Tecnologia e engenharia mecânica: foco nas cadeias de suprimentos
O presidente da VDMA, Bertram Kawlath – embora europeu – expressou um sentimento que ressoa com muitas empresas industriais americanas: elas não podem se deixar chantagear, pois cada concessão só incentiva novas exigências. Do lado americano, associações de engenharia mecânica, como a Association of Equipment Manufacturers, argumentam que as tarifas destroem a segurança dos investimentos. Fábricas jamais seriam construídas se as empresas não pudessem prever se o preço das matérias-primas e dos produtos intermediários dobraria amanhã. Este ponto é crucial: o verdadeiro prejuízo causado pelas tarifas não reside nas alíquotas em si, mas na enorme imprevisibilidade. Consultores jurídicos do renomado escritório de advocacia King & Spalding resumiram a questão de forma sucinta: para as empresas, este não é o início de um período estável, mas sim uma nova onda de incerteza – quem acredita que a guerra comercial acabou está redondamente enganado.
O paradoxo estrutural: por que as forças opostas ainda são muito fracas?
Todas essas forças – tribunais, senadores, governadores, associações – têm algo em comum: agem de forma reativa, são fragmentadas e, até agora, não conseguiram interromper fundamentalmente a política tarifária. As resoluções do Senado geralmente são rejeitadas na Câmara dos Representantes. As decisões judiciais são contornadas por novas declarações de emergência baseadas em outros fundamentos jurídicos.
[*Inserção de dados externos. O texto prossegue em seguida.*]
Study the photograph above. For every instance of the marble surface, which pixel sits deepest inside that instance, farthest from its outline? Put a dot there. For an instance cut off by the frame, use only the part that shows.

Além disso, o lobby das exportações tem menos presença na mídia do que o lobby dos setores ameaçados pela concorrência das importações. E, por último, mas não menos importante, o ciclo político favorece narrativas protecionistas de curto prazo em detrimento de argumentos de livre comércio de longo prazo.
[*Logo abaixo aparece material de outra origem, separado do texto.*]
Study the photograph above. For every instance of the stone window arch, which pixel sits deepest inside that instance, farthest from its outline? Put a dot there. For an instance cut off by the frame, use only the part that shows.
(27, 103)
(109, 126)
O problema mais profundo, no entanto, é geopolítico: a Europa reconhece esse paradoxo e está tirando suas conclusões. A pesquisa do ECFR revela não apenas um declínio na confiança, mas também uma reorientação ativa. A Europa está aumentando seus gastos militares por conta própria (cerca de € 800 bilhões até 2030). Está diversificando seus parceiros comerciais por meio de acordos com o Mercosul, o Canadá e os Emirados Árabes Unidos. Está desenvolvendo suas próprias estratégias de matérias-primas e comprando conscientemente mais armas europeias do que americanas. A Carnegie Endowment definiu acertadamente isso como a "abandono silencioso" da Europa em relação aos EUA.
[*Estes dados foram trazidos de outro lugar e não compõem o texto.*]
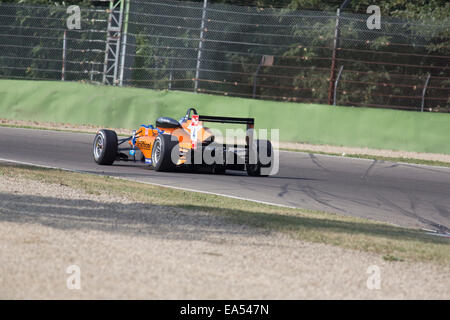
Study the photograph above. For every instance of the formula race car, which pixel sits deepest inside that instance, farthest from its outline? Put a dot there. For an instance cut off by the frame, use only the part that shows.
(172, 144)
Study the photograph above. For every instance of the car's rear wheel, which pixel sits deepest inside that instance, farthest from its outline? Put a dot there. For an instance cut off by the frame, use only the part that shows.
(105, 147)
(263, 147)
(162, 150)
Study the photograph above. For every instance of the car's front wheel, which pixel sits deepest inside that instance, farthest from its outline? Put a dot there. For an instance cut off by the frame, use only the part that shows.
(163, 149)
(105, 147)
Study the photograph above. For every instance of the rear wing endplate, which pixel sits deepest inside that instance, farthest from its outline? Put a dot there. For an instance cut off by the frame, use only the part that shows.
(250, 122)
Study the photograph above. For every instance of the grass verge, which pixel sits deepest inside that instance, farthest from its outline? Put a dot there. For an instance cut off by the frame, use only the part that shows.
(375, 157)
(392, 243)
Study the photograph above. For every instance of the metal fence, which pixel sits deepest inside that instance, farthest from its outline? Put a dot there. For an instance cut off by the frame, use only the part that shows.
(276, 54)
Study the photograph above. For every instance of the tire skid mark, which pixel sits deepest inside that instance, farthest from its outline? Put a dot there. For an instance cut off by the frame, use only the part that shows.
(317, 163)
(372, 165)
(311, 192)
(413, 215)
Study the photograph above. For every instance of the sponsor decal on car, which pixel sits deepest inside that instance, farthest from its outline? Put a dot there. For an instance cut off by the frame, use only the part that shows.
(194, 130)
(144, 145)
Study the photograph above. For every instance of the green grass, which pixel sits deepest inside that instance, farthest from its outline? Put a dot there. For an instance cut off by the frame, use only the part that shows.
(390, 242)
(124, 107)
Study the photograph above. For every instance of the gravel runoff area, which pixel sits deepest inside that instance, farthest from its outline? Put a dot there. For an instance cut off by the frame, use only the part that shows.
(138, 250)
(284, 145)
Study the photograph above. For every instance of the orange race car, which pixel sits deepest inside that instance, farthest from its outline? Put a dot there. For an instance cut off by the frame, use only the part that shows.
(172, 144)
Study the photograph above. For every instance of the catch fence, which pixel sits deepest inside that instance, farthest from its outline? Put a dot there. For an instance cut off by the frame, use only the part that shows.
(265, 53)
Essa perda fundamental de confiança acaba afetando também as empresas, os agricultores e as instituições americanas que se opõem veementemente às políticas antieuropeias. Isso porque uma Europa que busca autonomia estratégica, a longo prazo, comprará menos GNL americano, menos armas americanas e menos produtos agrícolas americanos. Portanto, a conta não é paga pelos defensores das tarifas, mas justamente por aqueles que alertam com mais veemência sobre as consequências.